The revelations were appalling but served as an eye-opener for the department and the community. Everyone was so focused on pointing fingers and casting blame. None of it was productive and if it hadn’t been for my rebellious determination to get to the bottom of it, more people could have been seriously hurt or killed.
The protesting mob that gathered outside eventually broke up and started planning vigils. The police chief would later face criticism from his own department for dropping the assault charges against Jacory. He did shoot three officers, after all. But I guess losing a leg and having to register as a sex offender was punishment enough. His face, distinguished by those orange contact lenses and his bald brazen build, made it difficult for him to fit in with any neighborhood. He’d eventually go on to leave the state and start a new life somewhere in the Southside of Chicago.

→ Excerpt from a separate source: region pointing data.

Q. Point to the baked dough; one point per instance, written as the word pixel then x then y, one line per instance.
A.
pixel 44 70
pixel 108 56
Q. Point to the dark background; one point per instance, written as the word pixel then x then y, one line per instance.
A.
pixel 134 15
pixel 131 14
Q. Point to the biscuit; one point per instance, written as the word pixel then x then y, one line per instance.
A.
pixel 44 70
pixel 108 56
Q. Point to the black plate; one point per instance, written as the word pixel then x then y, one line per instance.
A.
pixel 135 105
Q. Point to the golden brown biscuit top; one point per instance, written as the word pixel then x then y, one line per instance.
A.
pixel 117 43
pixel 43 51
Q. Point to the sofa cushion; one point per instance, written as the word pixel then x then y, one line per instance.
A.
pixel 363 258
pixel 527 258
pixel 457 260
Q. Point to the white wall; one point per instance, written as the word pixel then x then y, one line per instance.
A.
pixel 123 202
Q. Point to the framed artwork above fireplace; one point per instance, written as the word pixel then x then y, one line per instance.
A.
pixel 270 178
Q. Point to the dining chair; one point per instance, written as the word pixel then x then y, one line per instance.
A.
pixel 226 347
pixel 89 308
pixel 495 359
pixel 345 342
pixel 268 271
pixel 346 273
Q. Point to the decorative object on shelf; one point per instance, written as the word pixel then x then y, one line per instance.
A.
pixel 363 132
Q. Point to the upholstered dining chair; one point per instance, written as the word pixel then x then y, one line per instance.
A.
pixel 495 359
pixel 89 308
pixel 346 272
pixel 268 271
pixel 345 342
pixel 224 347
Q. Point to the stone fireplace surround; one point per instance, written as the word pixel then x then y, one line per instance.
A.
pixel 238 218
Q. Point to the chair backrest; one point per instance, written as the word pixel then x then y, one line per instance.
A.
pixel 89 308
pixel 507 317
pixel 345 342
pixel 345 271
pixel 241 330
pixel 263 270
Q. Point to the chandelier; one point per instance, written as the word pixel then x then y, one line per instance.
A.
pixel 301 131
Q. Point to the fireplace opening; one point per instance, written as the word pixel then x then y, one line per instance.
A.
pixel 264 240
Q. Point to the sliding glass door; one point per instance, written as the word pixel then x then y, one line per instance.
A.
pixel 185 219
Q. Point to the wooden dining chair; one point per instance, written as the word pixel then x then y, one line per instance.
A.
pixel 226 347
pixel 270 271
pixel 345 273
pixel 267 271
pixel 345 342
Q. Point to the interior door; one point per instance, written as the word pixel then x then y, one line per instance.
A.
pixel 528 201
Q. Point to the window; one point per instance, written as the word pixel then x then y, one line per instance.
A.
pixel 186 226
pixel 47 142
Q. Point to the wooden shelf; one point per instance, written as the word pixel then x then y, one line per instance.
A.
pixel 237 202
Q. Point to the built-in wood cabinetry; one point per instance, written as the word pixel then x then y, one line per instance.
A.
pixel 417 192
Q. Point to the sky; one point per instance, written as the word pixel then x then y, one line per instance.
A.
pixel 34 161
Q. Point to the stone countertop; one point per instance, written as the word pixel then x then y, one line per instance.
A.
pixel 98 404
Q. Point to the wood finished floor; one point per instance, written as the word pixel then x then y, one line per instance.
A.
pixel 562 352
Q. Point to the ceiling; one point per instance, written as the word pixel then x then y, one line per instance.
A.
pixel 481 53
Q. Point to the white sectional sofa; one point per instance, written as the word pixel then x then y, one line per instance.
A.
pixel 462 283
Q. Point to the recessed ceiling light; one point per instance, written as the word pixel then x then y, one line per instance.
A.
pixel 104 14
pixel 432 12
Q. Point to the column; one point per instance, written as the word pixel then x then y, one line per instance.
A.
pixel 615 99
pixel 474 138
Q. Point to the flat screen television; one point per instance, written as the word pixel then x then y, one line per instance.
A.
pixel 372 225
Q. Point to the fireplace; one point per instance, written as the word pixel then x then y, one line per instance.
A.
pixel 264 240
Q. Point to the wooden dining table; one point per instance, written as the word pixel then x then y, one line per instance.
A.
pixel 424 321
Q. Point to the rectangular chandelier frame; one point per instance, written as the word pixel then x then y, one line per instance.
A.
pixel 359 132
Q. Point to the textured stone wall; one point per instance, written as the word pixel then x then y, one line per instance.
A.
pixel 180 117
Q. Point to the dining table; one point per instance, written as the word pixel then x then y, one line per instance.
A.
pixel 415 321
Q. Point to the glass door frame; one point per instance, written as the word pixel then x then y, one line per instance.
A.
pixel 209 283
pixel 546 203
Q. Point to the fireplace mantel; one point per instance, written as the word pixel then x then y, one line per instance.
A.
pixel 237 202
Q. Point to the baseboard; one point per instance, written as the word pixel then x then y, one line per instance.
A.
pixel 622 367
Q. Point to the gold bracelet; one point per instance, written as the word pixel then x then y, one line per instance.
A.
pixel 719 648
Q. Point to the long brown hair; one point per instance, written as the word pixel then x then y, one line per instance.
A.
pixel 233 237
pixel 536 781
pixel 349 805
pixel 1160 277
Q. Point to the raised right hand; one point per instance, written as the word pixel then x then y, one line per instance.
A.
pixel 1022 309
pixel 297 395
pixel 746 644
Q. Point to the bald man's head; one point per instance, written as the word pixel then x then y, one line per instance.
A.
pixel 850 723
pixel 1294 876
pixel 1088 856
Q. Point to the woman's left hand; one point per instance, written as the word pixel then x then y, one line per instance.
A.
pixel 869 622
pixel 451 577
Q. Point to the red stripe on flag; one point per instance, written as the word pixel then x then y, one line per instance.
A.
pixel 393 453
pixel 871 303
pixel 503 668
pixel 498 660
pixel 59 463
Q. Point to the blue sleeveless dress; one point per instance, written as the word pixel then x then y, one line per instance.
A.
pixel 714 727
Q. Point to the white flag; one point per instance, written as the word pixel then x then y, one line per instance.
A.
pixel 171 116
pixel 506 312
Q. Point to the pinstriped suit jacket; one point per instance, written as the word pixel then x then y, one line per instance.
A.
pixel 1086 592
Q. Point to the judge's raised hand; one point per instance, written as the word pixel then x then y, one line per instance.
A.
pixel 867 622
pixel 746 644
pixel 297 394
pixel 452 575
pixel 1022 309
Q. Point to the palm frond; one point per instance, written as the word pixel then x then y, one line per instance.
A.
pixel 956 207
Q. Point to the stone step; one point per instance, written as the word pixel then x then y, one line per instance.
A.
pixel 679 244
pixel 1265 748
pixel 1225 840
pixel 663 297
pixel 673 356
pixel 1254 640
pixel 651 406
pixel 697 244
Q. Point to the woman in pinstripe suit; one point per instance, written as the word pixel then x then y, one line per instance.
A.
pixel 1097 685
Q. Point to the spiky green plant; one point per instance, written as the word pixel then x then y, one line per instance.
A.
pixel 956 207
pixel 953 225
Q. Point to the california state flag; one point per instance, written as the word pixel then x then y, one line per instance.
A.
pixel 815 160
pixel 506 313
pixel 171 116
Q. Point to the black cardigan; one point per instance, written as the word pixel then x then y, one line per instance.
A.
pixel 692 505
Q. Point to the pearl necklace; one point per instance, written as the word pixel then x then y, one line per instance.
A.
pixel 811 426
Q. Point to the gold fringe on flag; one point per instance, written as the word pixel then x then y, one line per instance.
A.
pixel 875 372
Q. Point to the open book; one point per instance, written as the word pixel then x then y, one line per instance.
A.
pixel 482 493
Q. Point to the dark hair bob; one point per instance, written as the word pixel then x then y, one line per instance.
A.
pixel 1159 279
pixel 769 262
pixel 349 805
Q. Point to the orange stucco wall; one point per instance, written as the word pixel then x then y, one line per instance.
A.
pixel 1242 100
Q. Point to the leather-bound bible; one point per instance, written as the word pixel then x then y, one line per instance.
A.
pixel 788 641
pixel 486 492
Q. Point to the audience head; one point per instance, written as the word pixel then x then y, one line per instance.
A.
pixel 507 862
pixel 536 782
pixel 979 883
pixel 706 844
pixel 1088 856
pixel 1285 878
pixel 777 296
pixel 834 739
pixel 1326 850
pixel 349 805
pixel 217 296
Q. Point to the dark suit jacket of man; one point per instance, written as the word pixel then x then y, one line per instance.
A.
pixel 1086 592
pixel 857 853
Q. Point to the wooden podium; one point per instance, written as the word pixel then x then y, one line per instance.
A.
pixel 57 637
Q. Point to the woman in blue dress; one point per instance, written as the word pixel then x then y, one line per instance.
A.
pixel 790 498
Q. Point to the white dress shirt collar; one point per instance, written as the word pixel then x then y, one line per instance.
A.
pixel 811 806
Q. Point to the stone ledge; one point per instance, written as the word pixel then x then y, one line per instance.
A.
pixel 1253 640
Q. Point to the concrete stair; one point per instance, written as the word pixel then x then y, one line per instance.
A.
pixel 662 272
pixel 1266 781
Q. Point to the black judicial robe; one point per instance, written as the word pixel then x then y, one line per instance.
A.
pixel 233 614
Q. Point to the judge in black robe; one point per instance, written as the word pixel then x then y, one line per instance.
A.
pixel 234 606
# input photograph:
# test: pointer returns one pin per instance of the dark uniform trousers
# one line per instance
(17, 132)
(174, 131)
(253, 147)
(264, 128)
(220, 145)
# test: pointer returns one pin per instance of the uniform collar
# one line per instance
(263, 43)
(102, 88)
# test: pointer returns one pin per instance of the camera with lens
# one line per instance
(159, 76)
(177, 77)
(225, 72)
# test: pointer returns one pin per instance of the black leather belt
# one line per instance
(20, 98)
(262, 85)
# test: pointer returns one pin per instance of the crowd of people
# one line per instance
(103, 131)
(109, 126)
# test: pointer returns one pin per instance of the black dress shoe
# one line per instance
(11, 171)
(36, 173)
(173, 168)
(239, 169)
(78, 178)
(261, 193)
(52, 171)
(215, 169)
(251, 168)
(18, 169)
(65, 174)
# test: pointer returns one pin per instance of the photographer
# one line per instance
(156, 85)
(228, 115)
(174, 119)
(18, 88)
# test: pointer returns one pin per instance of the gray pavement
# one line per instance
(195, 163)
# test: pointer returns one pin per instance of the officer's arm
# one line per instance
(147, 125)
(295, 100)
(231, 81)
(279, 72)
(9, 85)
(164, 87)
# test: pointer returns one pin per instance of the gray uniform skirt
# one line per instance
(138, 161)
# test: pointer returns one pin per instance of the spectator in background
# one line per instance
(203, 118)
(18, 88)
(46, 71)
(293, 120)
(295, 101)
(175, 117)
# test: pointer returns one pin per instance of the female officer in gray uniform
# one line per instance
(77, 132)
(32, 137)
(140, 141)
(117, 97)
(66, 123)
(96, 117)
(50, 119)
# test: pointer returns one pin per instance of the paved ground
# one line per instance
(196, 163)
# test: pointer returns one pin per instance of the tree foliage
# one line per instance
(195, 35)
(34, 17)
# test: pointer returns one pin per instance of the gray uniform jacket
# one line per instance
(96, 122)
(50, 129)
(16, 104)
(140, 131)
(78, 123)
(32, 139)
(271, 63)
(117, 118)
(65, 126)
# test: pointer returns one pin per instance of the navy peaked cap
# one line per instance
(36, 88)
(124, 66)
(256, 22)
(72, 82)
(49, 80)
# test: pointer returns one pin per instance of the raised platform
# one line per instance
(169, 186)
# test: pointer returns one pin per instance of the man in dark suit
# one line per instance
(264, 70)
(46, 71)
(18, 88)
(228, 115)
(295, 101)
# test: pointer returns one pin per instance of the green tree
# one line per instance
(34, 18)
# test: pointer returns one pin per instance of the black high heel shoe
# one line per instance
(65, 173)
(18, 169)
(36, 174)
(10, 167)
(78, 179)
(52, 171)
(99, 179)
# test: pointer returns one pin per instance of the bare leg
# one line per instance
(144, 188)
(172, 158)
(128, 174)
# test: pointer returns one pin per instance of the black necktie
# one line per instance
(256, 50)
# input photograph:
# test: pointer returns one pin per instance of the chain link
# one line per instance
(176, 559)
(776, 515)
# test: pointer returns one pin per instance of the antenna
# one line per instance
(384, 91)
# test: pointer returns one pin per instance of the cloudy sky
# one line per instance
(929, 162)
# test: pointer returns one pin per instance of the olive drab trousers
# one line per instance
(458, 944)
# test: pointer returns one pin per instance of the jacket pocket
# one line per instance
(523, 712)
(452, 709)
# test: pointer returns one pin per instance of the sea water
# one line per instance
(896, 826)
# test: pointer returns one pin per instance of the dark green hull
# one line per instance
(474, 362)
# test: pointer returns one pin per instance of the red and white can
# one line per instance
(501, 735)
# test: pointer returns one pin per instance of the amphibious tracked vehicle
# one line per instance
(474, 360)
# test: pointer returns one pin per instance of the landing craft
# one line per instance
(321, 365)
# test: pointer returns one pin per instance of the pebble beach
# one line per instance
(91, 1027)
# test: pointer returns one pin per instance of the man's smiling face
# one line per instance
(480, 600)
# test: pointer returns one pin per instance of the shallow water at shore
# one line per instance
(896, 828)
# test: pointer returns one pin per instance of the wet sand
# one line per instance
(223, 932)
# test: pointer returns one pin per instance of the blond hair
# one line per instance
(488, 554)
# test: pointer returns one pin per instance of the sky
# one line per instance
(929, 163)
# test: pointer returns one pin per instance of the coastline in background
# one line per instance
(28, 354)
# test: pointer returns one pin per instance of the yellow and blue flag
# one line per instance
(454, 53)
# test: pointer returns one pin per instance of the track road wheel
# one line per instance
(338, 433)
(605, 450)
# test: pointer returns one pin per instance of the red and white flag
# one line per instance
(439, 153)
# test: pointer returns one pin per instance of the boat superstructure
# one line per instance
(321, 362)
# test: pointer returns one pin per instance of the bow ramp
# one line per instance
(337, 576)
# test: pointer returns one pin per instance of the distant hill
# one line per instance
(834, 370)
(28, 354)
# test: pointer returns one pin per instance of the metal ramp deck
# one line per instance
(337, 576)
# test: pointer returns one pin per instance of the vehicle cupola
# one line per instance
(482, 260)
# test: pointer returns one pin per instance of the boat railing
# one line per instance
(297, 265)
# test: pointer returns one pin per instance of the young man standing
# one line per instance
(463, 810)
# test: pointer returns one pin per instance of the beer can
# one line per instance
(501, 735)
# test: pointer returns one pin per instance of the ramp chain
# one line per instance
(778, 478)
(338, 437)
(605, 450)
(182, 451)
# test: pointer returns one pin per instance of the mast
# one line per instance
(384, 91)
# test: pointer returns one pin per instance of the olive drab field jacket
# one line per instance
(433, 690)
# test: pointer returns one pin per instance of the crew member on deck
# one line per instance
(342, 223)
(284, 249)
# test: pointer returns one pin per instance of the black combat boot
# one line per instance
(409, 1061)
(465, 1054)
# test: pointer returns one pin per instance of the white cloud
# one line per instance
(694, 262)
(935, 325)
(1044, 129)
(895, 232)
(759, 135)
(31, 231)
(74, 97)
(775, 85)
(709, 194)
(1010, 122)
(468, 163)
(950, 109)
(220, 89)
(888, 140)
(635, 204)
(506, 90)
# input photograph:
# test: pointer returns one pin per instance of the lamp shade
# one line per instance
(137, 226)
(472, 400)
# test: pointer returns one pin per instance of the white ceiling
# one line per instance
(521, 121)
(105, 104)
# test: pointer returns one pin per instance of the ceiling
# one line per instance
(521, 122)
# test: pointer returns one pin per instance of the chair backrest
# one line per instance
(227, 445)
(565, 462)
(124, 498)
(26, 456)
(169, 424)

Jason Hicks would lose his job as a paramedic. In fact, the community would forever think twice every time they saw an ambulance parked near a school. It’s kind of sad actually, how a few bad eggs can tarnish an entire occupation.
Griffin was golden. His clean image and tall statuesque build made him the perfect poster child for the department. The chief credited him with Calvin’s apprehension and planned on giving him a promotion. Even on the news, it was Det. Griffin’s face beaming as the man who caught the Slave Quarter Killer. He was lead detective after all. Everyone praised him for staving off years of racial tension that threatened to proliferate throughout the state and possibly the entire nation. In every hallway and every bullpen, Griffin received a warm welcome and another round of applause. Yes, the police were proud to have him, a paragon of exemplary service.
As for me…I didn’t hear any applause. No one came to shake my hand and tell me, “good job.” I sat on the examination table of the 1st floor infirmary receiving medical attention from a nurse who was all too eager to go upstairs and meet the darling Griffin. She slaps on a cold methane pack where the butt of my own gun hit me. Even touching it with something as soft as gauze would cause half my face to flare up something fierce. I fear its an orbital fracture that would require surgery.
Nope. I’m just a wimp.
The nurse doesn’t make conversation. She doesn’t ask how I got the bruises or what I did during the night. She doesn’t care why I’m wearing a bulletproof vest or why my back’s covered in dirt. Even when she fetches a bottle of painkillers, she just puts it on the tray next to me and promptly leaves the room. She doesn’t return.
After a while, I slowly turn to look in the mirror. I’m like Quasimodo with this face. My left cheek looks like it’s about to give birth to a plum. If I took off my shirt, I’m sure it would look like the aftermath of a paintball fight. And as much as I needed to rest this body and let it heal…I can’t let things stand as is. I just can’t.